A Wake-Up Call from the Milken Institute
California, long considered the heart of the global entertainment industry, is at a crossroads.
According to a new report from the Milken Institute, the state’s legendary status as the go-to destination for film and television production is rapidly slipping.

The think tank’s latest publication, titled “A Hollywood Reset: Restoring Stability in the California Entertainment Industry”, delivers a sobering message: California’s production environment is becoming too burdensome and expensive, and if changes aren’t made soon, the decline could become irreversible.
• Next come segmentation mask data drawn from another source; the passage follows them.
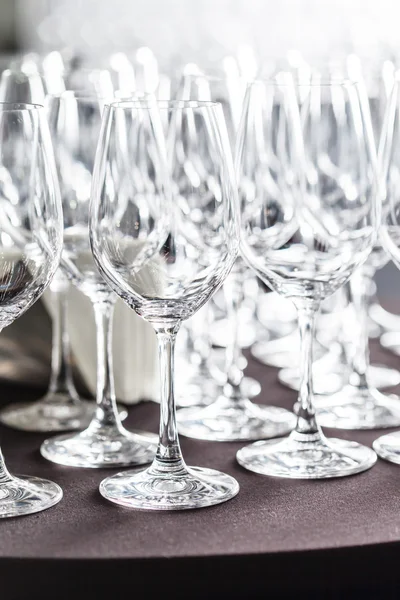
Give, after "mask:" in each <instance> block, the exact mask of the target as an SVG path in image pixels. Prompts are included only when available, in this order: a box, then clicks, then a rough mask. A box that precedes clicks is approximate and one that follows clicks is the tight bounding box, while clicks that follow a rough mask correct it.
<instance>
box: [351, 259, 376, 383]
mask: <svg viewBox="0 0 400 600" xmlns="http://www.w3.org/2000/svg"><path fill="white" fill-rule="evenodd" d="M369 279H370V278H369V277H368V274H367V273H366V272H365V271H364V270H363V269H358V271H357V272H356V273H355V274H354V275H353V277H352V278H351V280H350V283H349V300H350V302H351V311H350V313H349V317H350V318H351V319H352V323H351V329H350V331H351V332H352V336H351V340H350V339H349V341H348V343H347V344H346V352H347V357H348V360H349V364H350V367H351V369H350V377H349V383H350V384H351V385H353V386H355V387H358V388H360V389H367V388H368V381H367V375H368V367H369V339H368V330H367V329H368V305H367V293H368V286H369V284H370V281H369ZM349 325H350V323H349Z"/></svg>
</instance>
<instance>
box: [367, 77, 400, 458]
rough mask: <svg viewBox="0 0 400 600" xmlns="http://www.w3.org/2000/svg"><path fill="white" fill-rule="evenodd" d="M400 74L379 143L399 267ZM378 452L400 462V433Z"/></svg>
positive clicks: (390, 435)
mask: <svg viewBox="0 0 400 600" xmlns="http://www.w3.org/2000/svg"><path fill="white" fill-rule="evenodd" d="M399 140H400V77H399V74H398V73H397V74H396V81H395V84H394V87H393V90H392V93H391V96H390V99H389V102H388V105H387V109H386V113H385V119H384V123H383V126H382V136H381V140H380V145H379V160H378V174H379V183H380V185H379V192H380V196H381V200H382V219H381V228H380V240H381V242H382V245H383V247H384V248H385V249H386V251H387V252H388V254H389V256H390V257H391V258H392V260H393V262H394V264H395V265H396V266H397V268H399V269H400V193H399V170H400V144H399ZM373 447H374V450H375V451H376V452H377V454H378V455H379V456H380V457H381V458H384V459H386V460H388V461H390V462H394V463H398V464H400V433H399V432H395V433H389V434H387V435H384V436H382V437H380V438H378V439H377V440H375V442H374V443H373Z"/></svg>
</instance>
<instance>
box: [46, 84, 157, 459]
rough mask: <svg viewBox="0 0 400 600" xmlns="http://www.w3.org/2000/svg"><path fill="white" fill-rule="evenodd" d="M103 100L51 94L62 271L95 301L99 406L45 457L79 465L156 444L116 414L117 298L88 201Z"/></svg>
mask: <svg viewBox="0 0 400 600" xmlns="http://www.w3.org/2000/svg"><path fill="white" fill-rule="evenodd" d="M102 106H103V100H102V99H101V98H99V97H98V96H89V97H86V96H83V97H82V96H80V95H79V93H76V92H73V91H66V92H64V93H63V94H61V95H59V96H53V97H51V98H50V97H49V98H48V114H49V115H50V116H49V122H50V131H51V133H52V137H53V143H54V148H55V154H56V162H57V166H58V173H59V180H60V185H61V196H62V202H63V212H64V249H63V254H62V260H61V268H62V270H63V273H64V274H65V275H66V276H67V277H68V278H69V279H70V280H71V282H72V283H73V284H74V285H75V286H76V287H77V288H78V289H79V290H80V291H81V292H83V293H84V294H86V295H87V296H88V297H89V298H90V300H91V301H92V303H93V308H94V313H95V321H96V328H97V390H96V402H97V407H96V409H95V413H94V415H93V417H92V420H91V422H90V424H89V426H88V427H87V428H86V429H85V430H84V431H82V432H81V433H79V434H66V435H62V436H57V437H54V438H51V439H49V440H46V441H45V442H44V443H43V444H42V446H41V453H42V455H43V456H44V457H45V458H47V459H48V460H51V461H53V462H56V463H59V464H63V465H68V466H75V467H98V468H101V467H107V466H109V467H111V466H123V465H132V464H138V465H140V464H146V463H148V462H150V461H151V460H152V458H153V456H154V453H155V450H156V445H155V443H154V441H153V439H152V437H151V435H150V434H143V435H141V434H140V432H138V433H131V432H128V431H127V430H126V429H125V428H124V427H123V426H122V425H121V421H120V418H119V416H118V413H117V407H116V400H115V390H114V379H113V373H112V347H111V335H112V314H113V309H114V304H115V300H116V296H115V295H114V294H113V292H112V290H111V289H110V288H109V286H108V285H107V283H106V282H105V281H104V279H103V277H102V276H101V274H100V273H99V271H98V269H97V267H96V265H95V263H94V260H93V257H92V253H91V250H90V243H89V200H90V189H91V182H92V170H93V164H94V157H95V152H96V145H97V140H98V136H99V132H100V124H101V114H102Z"/></svg>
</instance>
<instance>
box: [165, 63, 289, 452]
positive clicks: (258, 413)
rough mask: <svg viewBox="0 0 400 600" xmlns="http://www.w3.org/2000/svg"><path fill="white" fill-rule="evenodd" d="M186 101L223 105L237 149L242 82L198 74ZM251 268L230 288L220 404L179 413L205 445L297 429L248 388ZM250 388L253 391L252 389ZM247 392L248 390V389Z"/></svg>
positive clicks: (236, 280)
mask: <svg viewBox="0 0 400 600" xmlns="http://www.w3.org/2000/svg"><path fill="white" fill-rule="evenodd" d="M180 95H181V96H182V97H185V96H186V97H187V98H188V99H193V100H213V101H216V100H218V101H219V102H220V103H221V107H222V109H223V111H224V115H225V121H226V123H227V129H228V132H229V134H230V135H229V138H230V143H231V147H232V146H234V144H235V138H236V130H237V125H238V119H239V116H238V114H237V113H238V112H239V113H240V108H241V104H242V82H241V80H240V78H239V77H233V76H226V77H223V78H221V77H217V76H214V75H212V76H209V75H202V74H197V75H194V76H189V75H188V76H184V77H183V80H182V85H181V89H180ZM246 270H247V265H246V264H245V263H244V262H243V260H242V259H241V257H239V258H238V259H237V260H236V263H235V265H234V267H233V269H232V271H231V273H230V275H229V277H228V278H227V280H226V282H225V284H224V292H225V301H226V307H227V314H228V324H229V327H230V329H231V331H232V335H231V336H230V337H231V339H230V340H229V343H227V345H226V367H225V369H226V376H225V377H226V381H225V383H224V385H223V386H222V389H221V384H220V383H219V382H217V381H216V382H215V383H216V385H215V387H216V390H215V402H213V403H211V404H209V405H208V406H205V407H198V406H197V407H196V406H192V407H189V408H184V409H182V410H179V411H178V414H177V419H178V428H179V432H180V433H182V434H183V435H186V436H188V437H193V438H197V439H205V440H217V441H234V440H259V439H262V438H270V437H277V436H279V435H285V434H286V433H288V432H289V431H291V430H292V429H293V427H294V425H295V422H296V420H295V417H294V415H293V413H291V412H289V411H287V410H285V409H284V408H280V407H276V406H262V405H259V404H255V403H253V402H251V401H250V399H249V395H248V390H249V388H250V387H251V384H252V382H251V381H250V382H249V380H248V379H247V385H244V383H245V378H244V375H243V367H242V363H243V358H244V357H243V353H242V349H241V347H240V343H239V331H240V330H239V328H240V324H241V323H240V320H239V310H240V307H241V305H242V304H243V301H244V280H245V277H246ZM249 384H250V385H249ZM246 388H247V389H246Z"/></svg>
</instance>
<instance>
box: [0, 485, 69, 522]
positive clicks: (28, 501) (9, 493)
mask: <svg viewBox="0 0 400 600" xmlns="http://www.w3.org/2000/svg"><path fill="white" fill-rule="evenodd" d="M62 496H63V492H62V489H61V488H60V486H59V485H57V484H56V483H53V482H52V481H49V480H48V479H39V477H27V476H24V475H21V476H19V477H11V479H8V480H6V481H4V482H3V483H0V518H4V517H19V516H22V515H29V514H31V513H35V512H39V511H41V510H46V508H50V507H51V506H54V505H55V504H57V503H58V502H60V500H61V498H62Z"/></svg>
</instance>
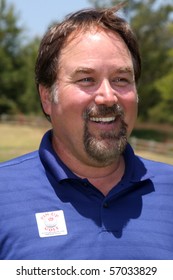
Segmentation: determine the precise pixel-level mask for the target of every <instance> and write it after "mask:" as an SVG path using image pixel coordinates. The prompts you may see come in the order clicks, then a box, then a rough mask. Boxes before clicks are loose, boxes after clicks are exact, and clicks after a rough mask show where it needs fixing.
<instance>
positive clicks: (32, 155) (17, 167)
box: [0, 151, 39, 176]
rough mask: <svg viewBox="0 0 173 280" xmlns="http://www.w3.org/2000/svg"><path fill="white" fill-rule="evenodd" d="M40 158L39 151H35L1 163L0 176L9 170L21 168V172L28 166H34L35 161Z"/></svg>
mask: <svg viewBox="0 0 173 280" xmlns="http://www.w3.org/2000/svg"><path fill="white" fill-rule="evenodd" d="M38 159H39V156H38V151H34V152H31V153H28V154H25V155H22V156H20V157H16V158H14V159H11V160H8V161H5V162H2V163H0V176H1V175H2V174H6V173H9V172H16V171H17V170H20V172H22V170H23V169H25V168H27V167H30V168H32V167H33V166H34V163H35V162H37V161H38ZM9 174H10V173H9Z"/></svg>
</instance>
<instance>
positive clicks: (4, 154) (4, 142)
mask: <svg viewBox="0 0 173 280" xmlns="http://www.w3.org/2000/svg"><path fill="white" fill-rule="evenodd" d="M48 129H49V124H47V126H45V127H35V126H34V127H32V126H27V125H12V124H0V136H1V137H0V162H2V161H5V160H8V159H11V158H14V157H16V156H20V155H22V154H25V153H28V152H31V151H33V150H36V149H38V147H39V144H40V141H41V138H42V136H43V134H44V133H45V132H46V131H47V130H48ZM139 133H140V132H139ZM155 134H156V135H157V136H158V134H159V132H158V134H157V132H155ZM152 136H153V135H152ZM150 137H151V133H150ZM159 139H160V138H159ZM136 153H137V154H139V155H141V156H144V157H147V158H150V159H152V160H157V161H161V162H166V163H170V164H173V158H172V157H168V156H164V155H160V154H155V153H151V152H144V151H136Z"/></svg>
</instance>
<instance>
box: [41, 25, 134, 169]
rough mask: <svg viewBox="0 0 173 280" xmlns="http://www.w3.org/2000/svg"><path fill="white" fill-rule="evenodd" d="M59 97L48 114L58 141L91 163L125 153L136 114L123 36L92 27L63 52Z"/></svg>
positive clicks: (114, 160)
mask: <svg viewBox="0 0 173 280" xmlns="http://www.w3.org/2000/svg"><path fill="white" fill-rule="evenodd" d="M57 88H58V92H57V94H58V101H57V102H54V103H51V102H50V104H49V107H48V109H46V110H47V113H48V114H49V115H50V117H51V121H52V126H53V132H54V133H53V135H54V137H53V143H54V147H55V149H56V150H57V152H58V151H60V150H61V152H62V149H63V150H64V151H65V153H67V154H68V157H69V158H75V159H77V160H78V161H81V162H83V163H85V164H88V165H93V166H105V165H109V164H111V163H112V162H113V161H115V160H116V159H117V157H119V155H120V154H121V153H122V152H123V150H124V148H125V146H126V143H127V138H128V136H129V135H130V133H131V131H132V129H133V127H134V123H135V120H136V115H137V94H136V86H135V82H134V69H133V63H132V58H131V54H130V52H129V50H128V48H127V46H126V45H125V43H124V42H123V40H122V39H121V38H120V36H119V35H118V34H114V33H113V32H109V33H106V32H104V31H102V30H97V31H88V32H86V33H85V34H82V33H81V34H79V35H78V36H77V38H75V39H72V40H71V41H69V43H67V44H66V46H65V47H64V48H63V50H62V51H61V53H60V60H59V72H58V80H57Z"/></svg>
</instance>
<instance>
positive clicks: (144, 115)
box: [89, 0, 173, 123]
mask: <svg viewBox="0 0 173 280" xmlns="http://www.w3.org/2000/svg"><path fill="white" fill-rule="evenodd" d="M89 2H90V3H93V5H94V6H95V7H103V6H108V5H109V6H112V5H115V4H117V3H119V2H120V1H116V0H107V1H104V0H90V1H89ZM127 3H128V4H127V6H126V7H125V8H124V17H125V18H126V19H127V20H128V21H129V22H130V24H131V26H132V28H133V30H134V32H135V34H136V36H137V38H138V41H139V45H140V50H141V56H142V64H143V65H142V77H141V81H140V83H139V86H138V92H139V97H140V102H139V112H140V115H139V117H140V118H141V119H142V120H149V121H151V122H155V121H159V122H160V121H162V122H165V121H166V122H170V123H173V117H172V115H173V114H172V112H173V51H172V49H173V3H172V1H169V0H165V1H163V2H162V3H160V1H157V0H143V1H139V0H129V1H127Z"/></svg>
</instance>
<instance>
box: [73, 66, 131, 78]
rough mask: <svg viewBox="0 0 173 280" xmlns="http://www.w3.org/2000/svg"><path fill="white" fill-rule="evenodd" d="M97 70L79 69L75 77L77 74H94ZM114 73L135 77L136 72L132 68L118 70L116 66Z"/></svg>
mask: <svg viewBox="0 0 173 280" xmlns="http://www.w3.org/2000/svg"><path fill="white" fill-rule="evenodd" d="M95 72H96V70H95V69H93V68H90V67H78V68H76V69H75V70H74V72H73V76H75V75H77V74H93V73H95ZM114 72H115V73H117V74H126V73H127V74H128V73H129V74H131V75H134V70H133V68H132V67H130V66H127V67H119V68H117V67H116V66H115V67H114Z"/></svg>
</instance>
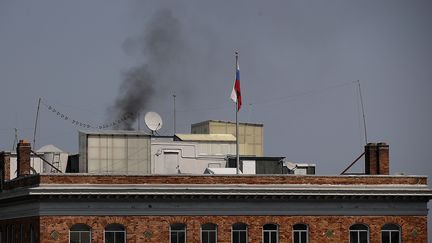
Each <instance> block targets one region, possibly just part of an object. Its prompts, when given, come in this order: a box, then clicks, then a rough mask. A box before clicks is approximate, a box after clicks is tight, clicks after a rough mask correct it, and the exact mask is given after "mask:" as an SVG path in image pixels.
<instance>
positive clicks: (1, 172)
mask: <svg viewBox="0 0 432 243" xmlns="http://www.w3.org/2000/svg"><path fill="white" fill-rule="evenodd" d="M8 180H10V152H1V153H0V191H2V190H3V185H4V182H5V181H8Z"/></svg>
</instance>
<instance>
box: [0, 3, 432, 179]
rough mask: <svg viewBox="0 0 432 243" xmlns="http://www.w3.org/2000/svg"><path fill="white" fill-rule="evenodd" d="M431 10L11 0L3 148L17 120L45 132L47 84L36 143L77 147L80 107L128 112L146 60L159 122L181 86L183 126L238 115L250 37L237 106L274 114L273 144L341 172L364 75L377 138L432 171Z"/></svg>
mask: <svg viewBox="0 0 432 243" xmlns="http://www.w3.org/2000/svg"><path fill="white" fill-rule="evenodd" d="M431 13H432V3H431V2H430V1H421V0H418V1H396V0H387V1H372V0H370V1H318V0H317V1H273V0H272V1H251V0H247V1H246V0H245V1H198V0H196V1H182V2H180V1H114V0H112V1H84V0H82V1H58V0H52V1H47V0H41V1H0V82H1V87H0V110H1V116H0V150H11V149H12V146H13V142H14V128H17V129H18V138H19V139H21V138H27V139H29V140H30V141H32V140H33V131H34V129H33V127H34V123H35V117H36V108H37V101H38V98H39V97H41V98H42V102H43V104H42V105H41V108H40V116H39V124H38V129H37V136H36V147H37V148H38V147H41V146H42V145H45V144H54V145H56V146H57V147H59V148H61V149H62V150H65V151H68V152H77V151H78V132H77V131H78V129H81V128H82V126H81V127H80V126H79V125H78V126H77V125H76V124H75V123H74V124H72V120H76V121H77V122H81V123H83V124H89V125H92V126H95V127H98V126H101V125H104V124H108V123H111V122H112V121H113V119H117V118H115V116H114V115H113V114H112V107H113V106H115V104H116V101H118V100H121V99H123V98H125V97H126V98H127V97H129V93H128V92H135V94H136V93H137V92H136V91H137V90H135V89H134V88H133V87H134V85H132V89H131V88H130V87H128V88H126V91H125V88H124V87H125V84H124V80H125V79H126V78H125V77H128V76H127V75H128V74H130V73H131V72H132V71H133V70H135V69H137V68H138V69H140V70H143V69H144V71H145V73H148V74H149V75H150V76H151V80H150V81H148V80H145V82H147V81H148V82H149V84H148V86H145V85H144V86H143V87H140V88H141V89H144V90H142V91H143V94H145V95H146V96H143V97H148V98H145V99H144V100H140V101H139V103H140V104H142V106H141V107H140V108H139V110H141V111H142V112H143V113H145V112H146V111H150V110H151V111H156V112H158V113H160V114H161V116H162V119H163V121H164V125H163V127H162V129H161V130H160V134H162V135H172V133H173V97H172V94H173V93H175V94H176V96H177V98H176V102H177V132H178V133H188V132H190V124H191V123H197V122H200V121H204V120H209V119H214V120H232V121H234V119H235V113H234V106H233V103H232V102H231V101H230V100H229V95H230V92H231V89H232V85H233V81H234V75H235V73H234V68H235V66H234V61H235V59H234V51H235V50H238V51H239V52H240V61H239V62H240V70H241V86H242V94H243V98H244V105H243V107H242V109H241V111H240V114H239V119H240V121H241V122H252V123H254V122H257V123H263V124H264V136H265V139H264V142H265V145H264V152H265V155H271V156H286V157H287V159H288V160H290V161H294V162H306V163H315V164H316V165H317V173H318V174H338V173H340V172H341V171H342V170H343V169H344V168H345V167H346V166H347V165H348V164H349V163H350V162H351V161H353V160H354V159H355V158H356V157H357V156H358V155H360V153H361V152H362V151H363V145H364V131H363V123H362V115H361V109H360V104H359V93H358V89H357V88H358V87H357V83H355V81H356V80H360V83H361V88H362V94H363V99H364V107H365V112H366V122H367V135H368V141H369V142H386V143H388V144H389V145H390V160H391V167H390V171H391V173H392V174H393V173H398V172H404V173H407V174H416V175H418V174H421V175H431V174H432V165H431V159H430V158H431V153H430V149H431V148H432V139H431V138H432V129H431V124H432V109H431V104H432V95H431V92H432V45H431V43H432V31H431V24H432V14H431ZM161 43H162V44H161ZM140 80H141V79H140ZM122 84H123V85H122ZM132 84H134V83H133V82H132ZM129 85H130V83H129ZM120 87H122V88H121V89H120ZM147 88H148V89H151V92H150V91H149V90H146V89H147ZM119 89H120V90H119ZM128 89H129V91H128ZM130 89H131V90H130ZM138 91H139V92H141V90H138ZM139 92H138V93H139ZM138 98H139V97H138ZM49 106H51V108H55V109H56V111H58V112H59V114H60V115H57V113H56V112H52V110H49ZM62 114H63V115H64V116H68V118H69V119H68V120H65V119H64V117H63V118H62V117H61V115H62ZM142 116H143V114H142ZM142 120H143V119H142V117H141V122H142ZM144 126H145V125H144V124H143V123H142V124H140V127H141V128H143V127H144ZM133 127H135V128H137V127H138V125H137V124H136V123H135V124H133ZM362 168H363V164H361V163H360V165H359V166H357V167H356V168H354V170H353V171H362Z"/></svg>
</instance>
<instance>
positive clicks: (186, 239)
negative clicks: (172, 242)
mask: <svg viewBox="0 0 432 243" xmlns="http://www.w3.org/2000/svg"><path fill="white" fill-rule="evenodd" d="M182 225H183V226H184V229H183V230H171V225H170V227H169V228H170V230H169V235H170V239H169V242H170V243H171V232H184V233H185V242H187V227H186V225H185V224H182Z"/></svg>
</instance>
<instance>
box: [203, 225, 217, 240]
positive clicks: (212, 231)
mask: <svg viewBox="0 0 432 243" xmlns="http://www.w3.org/2000/svg"><path fill="white" fill-rule="evenodd" d="M202 226H203V225H201V227H200V238H201V240H200V242H201V243H207V242H202V233H203V232H204V231H203V229H202ZM217 228H218V227H217V225H216V229H214V230H205V232H213V231H214V232H215V237H216V243H217Z"/></svg>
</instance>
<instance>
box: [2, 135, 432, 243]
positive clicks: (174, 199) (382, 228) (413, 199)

The report zeroes in on how outdated permitting processes, excessive fees, and a rigid tax credit system are driving productions—and jobs—out of state.
It also takes a broader view, highlighting the economic and structural issues that are making California increasingly unattractive to producers and studios.
Permitting Costs: A Barrier to Filming in L.A.
One of the main criticisms from the Milken Institute report is Los Angeles’ costly and complicated permitting process. For context, L.A.’s permit application fee stands at a whopping $3,724. Compare that to New York’s $1,000, London’s $540, and Atlanta’s $400, and it’s easy to see why productions might look elsewhere.

But it doesn’t stop at the application fee. L.A. tacks on additional charges for everything from drone usage to street closures. These fees stack up quickly, creating a serious financial burden for producers. And unlike its counterparts in New York or London, FilmLA—the independent nonprofit that handles permits in L.A.—isn’t government-funded. This means there’s no public subsidy to help ease costs for productions.
The Milken Institute calls this structure outdated and inefficient. They suggest that local governments start subsidizing FilmLA to reduce fees and attract more shoots to the city.
A Film Credit Program That’s Falling Behind
Another major red flag raised in the report is California’s film and television tax credit program.
Despite being a key incentive for keeping productions in-state, the current system is far from user-friendly.

It has a narrow, three-day annual application window, and it places a heavy burden on applicants to analyze and prove how their projects will create jobs.
The Milken Institute argues that this system is still tailored to an old-school network television model.
Today’s media landscape is far more diverse and fast-paced, and California’s credit program needs to reflect that.
The report suggests switching to a rolling application system and eliminating the job impact analysis requirement to make it easier for production companies to access support.
The Bigger Picture: Economic Pressures and Global Competition
Beyond California’s self-imposed hurdles, the Milken Institute points to several larger forces accelerating the industry’s decline in the state:
- High Cost of Living: The average home price in L.A. now exceeds that of New York, making the city unaffordable for many industry workers.
- Strong U.S. Dollar: A robust dollar incentivizes offshoring, allowing studios to stretch their budgets further in countries like Canada, the U.K., and Australia.
- Nationalized Healthcare Abroad: Countries with public healthcare systems offer another financial edge, as studios don’t have to contribute as heavily to employee benefits.
All of these factors contribute to a trend known as “runaway production”—where U.S.-based projects are filmed outside of California or even overseas to save money.